Of course you can’t do all this and must ask your provider to do it for you. But now you’ve made several adjustments that I think is the most you can do to improve the issue you have with hearing people outdoors:

  1. Have the right expectation and good attitude about accepting the noise and give your brain time to adjust and learn how to tune out the noise and focus on the speech.

  2. Set the noise reduction values to maximum in P1 to get the most help for speech in P1.

  3. Improve the soft sound perception as best as you can in case there are soft spoken people you need to listen to in noisy places.
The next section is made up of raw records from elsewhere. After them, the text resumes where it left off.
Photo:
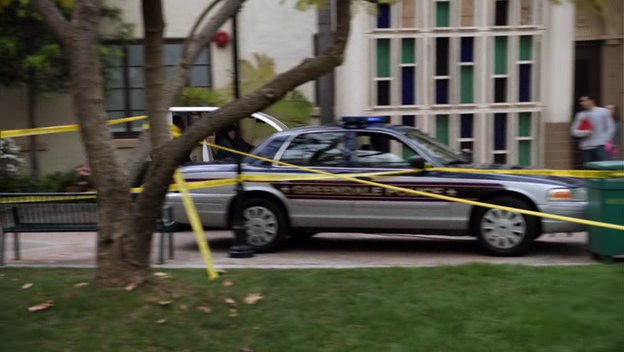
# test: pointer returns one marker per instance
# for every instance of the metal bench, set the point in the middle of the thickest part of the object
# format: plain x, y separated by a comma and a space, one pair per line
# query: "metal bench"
62, 212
  4. Have the Speech Rescue option turned on in P2 so that you can toggle back and forth between P1 and P2 to see if the Speech Rescue option is helpful for you or not. If yes, use P2 most of the times, or later have your provider add it to P1 so you can use P2 for something else. You can also add it to P3 later if you think that the Speech in Noise program in P3 is more helpful than P1 for noisy places.

If after all this, and with the right expectation and attitude toward giving time for your brain to adjust and learn to tune things in and out, and you still have a problem, then maybe the OPN is not right for you can you can try many of the other brands’ newer models that have recently come out. The OPN may work out well for some and not others. It’s not for everyone. But I think with your level of hearing loss (which is not that bad), there’s a good chance of success for you with the OPN as long as you have the right settings and the right expectation and the right attitude to give it enough time for you to adjust to it.